ロバート・ゼメキス監督がアン・ハサウェイの演技を大絶賛!「これ以上ないほど満足している」
「アン・ハサウェイが僕の第一希望だったんだ。彼女がこういう役を演じているのを一度も見たことがなかった。でも彼女には、邪悪なグランド・ウィッチを演じる能力があることがわかっていたんだ」。アン・ハサウェイが初めて悪役に挑んだ『魔女がいっぱい』(公開中)でメガホンをとったロバート・ゼメキス監督は、その意外すぎるキャスティングに絶対的な自信をのぞかせた。

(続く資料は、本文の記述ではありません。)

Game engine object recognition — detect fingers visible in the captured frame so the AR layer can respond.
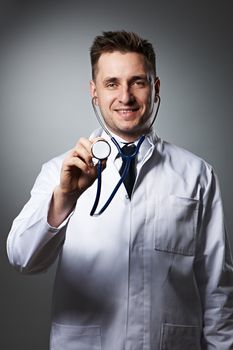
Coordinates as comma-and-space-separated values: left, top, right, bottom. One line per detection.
73, 137, 93, 167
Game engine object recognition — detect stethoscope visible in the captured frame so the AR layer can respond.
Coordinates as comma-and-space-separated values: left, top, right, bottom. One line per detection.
90, 94, 161, 216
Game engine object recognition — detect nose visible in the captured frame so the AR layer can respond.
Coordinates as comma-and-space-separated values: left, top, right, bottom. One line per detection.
118, 85, 135, 105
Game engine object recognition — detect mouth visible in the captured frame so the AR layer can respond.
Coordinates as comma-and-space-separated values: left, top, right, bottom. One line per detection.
114, 107, 139, 117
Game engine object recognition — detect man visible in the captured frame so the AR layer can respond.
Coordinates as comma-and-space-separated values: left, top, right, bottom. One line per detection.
8, 31, 233, 350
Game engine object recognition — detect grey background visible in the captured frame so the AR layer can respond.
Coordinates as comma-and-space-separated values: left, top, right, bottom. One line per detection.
0, 0, 233, 350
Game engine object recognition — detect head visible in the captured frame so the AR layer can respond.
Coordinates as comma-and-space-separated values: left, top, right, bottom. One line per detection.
90, 31, 160, 141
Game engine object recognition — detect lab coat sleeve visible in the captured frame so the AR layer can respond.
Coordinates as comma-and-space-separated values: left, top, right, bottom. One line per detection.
7, 157, 70, 273
195, 170, 233, 350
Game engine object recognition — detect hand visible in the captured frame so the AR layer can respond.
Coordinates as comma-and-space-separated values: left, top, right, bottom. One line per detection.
59, 138, 101, 198
48, 138, 106, 227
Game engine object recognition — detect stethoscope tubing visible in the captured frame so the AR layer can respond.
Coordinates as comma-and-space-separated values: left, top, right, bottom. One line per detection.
90, 135, 145, 216
90, 95, 161, 216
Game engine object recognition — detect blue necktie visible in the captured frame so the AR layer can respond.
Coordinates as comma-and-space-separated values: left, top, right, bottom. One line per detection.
119, 143, 136, 198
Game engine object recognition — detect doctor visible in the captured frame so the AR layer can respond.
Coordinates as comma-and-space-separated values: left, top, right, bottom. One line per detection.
7, 31, 233, 350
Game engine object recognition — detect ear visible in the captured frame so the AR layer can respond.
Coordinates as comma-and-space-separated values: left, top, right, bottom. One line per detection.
90, 80, 98, 106
154, 77, 160, 102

「彼女は本当に素晴らしい女優で、演技にはとても深みがある。だから彼女はこのグランド・ウィッチというキャラクターを理解することができ、必要とされることをすべて与えることができるとわかっていたんだ。僕はアンが演じているところを想像できたし、実際にアンがそれを演じることになった。これ以上ないほど満足しているよ」。
『チャーリーとチョコレート工場』(05)や『ファンタスティックMr.FOX』(10)などの原作者として知られるロアルド・ダールの同名ベストセラーを映画化した本作は、60年代の豪華ホテルを舞台に魔女たちのとある計画を知ってしまった少年がそれを阻止しようとするファンタジックな物語。ハサウェイは美しくも恐ろしい、魔女たちを率いるグランド・ウィッチ役を演じ、これまでのイメージを一新する演技を披露している。

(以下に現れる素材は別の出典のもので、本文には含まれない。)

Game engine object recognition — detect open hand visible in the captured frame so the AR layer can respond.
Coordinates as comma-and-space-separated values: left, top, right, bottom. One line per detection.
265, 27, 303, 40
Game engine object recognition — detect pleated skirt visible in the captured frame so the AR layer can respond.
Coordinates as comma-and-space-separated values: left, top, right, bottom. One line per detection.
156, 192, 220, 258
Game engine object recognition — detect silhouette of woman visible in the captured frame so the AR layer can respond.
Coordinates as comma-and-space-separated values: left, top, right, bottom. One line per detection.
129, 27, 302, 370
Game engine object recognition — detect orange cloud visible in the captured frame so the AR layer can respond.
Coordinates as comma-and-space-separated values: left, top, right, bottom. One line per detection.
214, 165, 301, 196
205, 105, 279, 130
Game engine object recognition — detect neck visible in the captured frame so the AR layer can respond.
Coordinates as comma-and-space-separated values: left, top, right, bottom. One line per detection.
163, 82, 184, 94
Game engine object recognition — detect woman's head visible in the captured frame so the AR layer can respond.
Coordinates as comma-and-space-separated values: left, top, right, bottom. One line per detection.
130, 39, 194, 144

ハサウェイと初タッグとなったゼメキス監督は、どのようにしてグランド・ウィッチというキャラクターの魅力を引き出すことに成功したのだろうか。ゼメキス監督は、ハサウェイのアプローチ力の賜物であると評価する。「アンはグランド・ウィッチにたくさんのユーモアがあることがわかっていたけど、魔女らしい話し方や動き方もとてもよく理解していたんだ。そしてなにより、常にとても邪悪じゃなければいけないということを理解していたんだと思う。だから彼女の演技には真実味があり、それがキャラクターをとても説得力のあるものにしているのだと思うよ」。

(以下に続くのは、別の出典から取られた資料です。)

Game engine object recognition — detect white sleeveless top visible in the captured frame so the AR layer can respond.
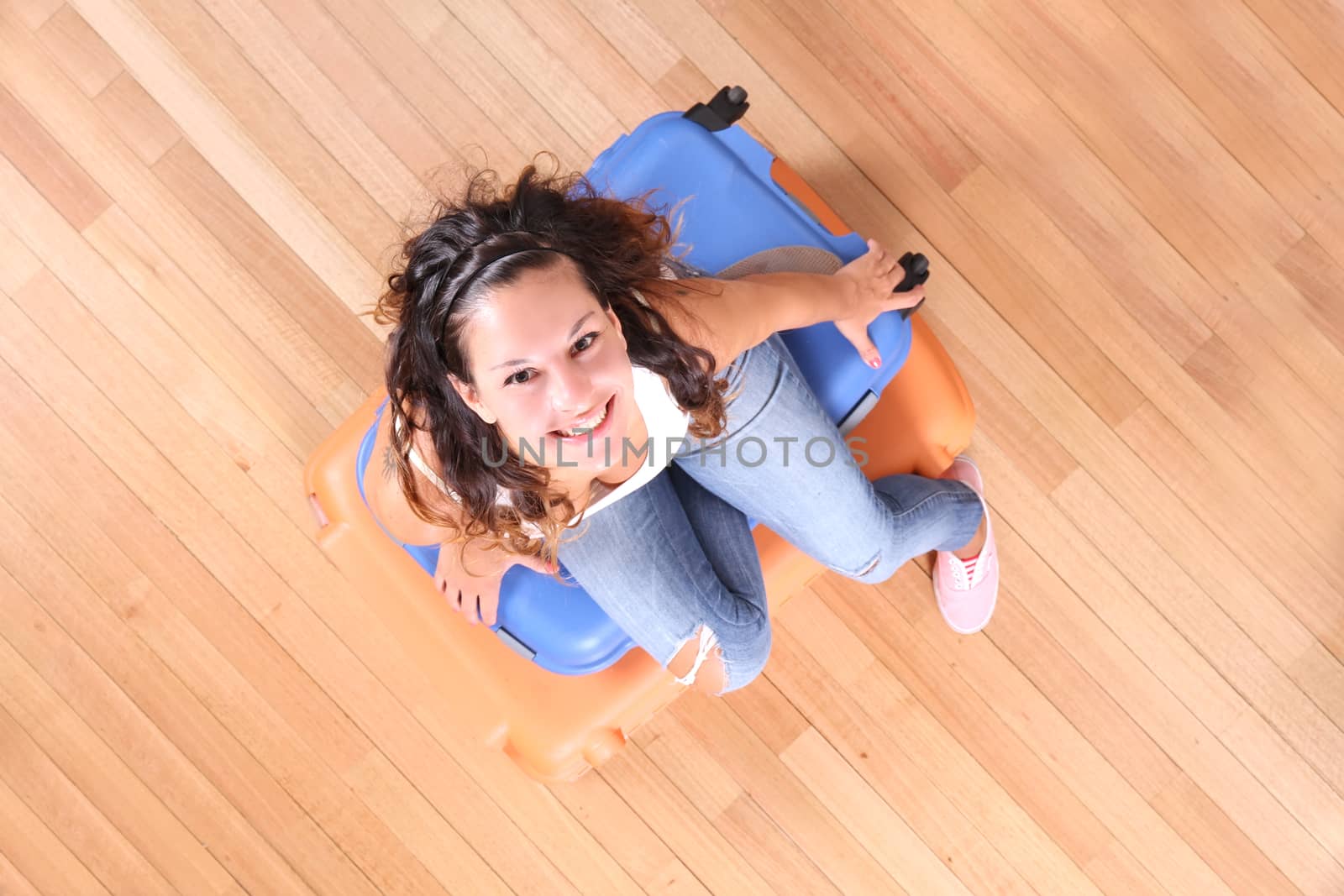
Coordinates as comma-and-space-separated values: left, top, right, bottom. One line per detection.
398, 365, 690, 537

「バック・トゥ・ザ・フューチャー」シリーズで世界的ヒットメイカーの仲間入りを果たし、『フォレスト・ガンプ/一期一会』でアカデミー賞作品賞を受賞。その後もスリリングなサスペンスから心温まるヒューマンドラマ、CGアニメーションなどあらゆるジャンルを網羅してきたハリウッド随一の職人監督であるゼメキス監督。
そんなゼメキスの唯一無二の作品世界を盛りあげているのは、『ロマンシング・ストーン 秘宝の谷』(84)以降すべての作品でタッグを組んできた作曲家のアラン・シルヴェストリの存在にほかならない。
「もう35年くらいになるか、僕たちはすべての映画で一緒に仕事をしてきた。だからもうあまり話さなくても理解しあえる関係なんだ(笑)。でも作業の時には、僕は役者に話すように彼と話すようにしている。ある特定の瞬間に、観客になにを感じてほしいかについてを話すんだ。音楽については話さない。なぜなら僕は音楽についてなにも知らないからだ」。
その長年の共同作業で培われた厚い信頼関係によって作りあげられた音楽は、時にコミカルに、また時に感動的に本作の世界観を彩っていく。ハサウェイやアカデミー賞女優オクタヴィア・スペンサーらの演技、色鮮やかでポップな衣装や美術はもちろん、劇中の音楽にも注目しながら、予想外の展開が次々と巻き起こる痛快なファンタジー世界を堪能してほしい。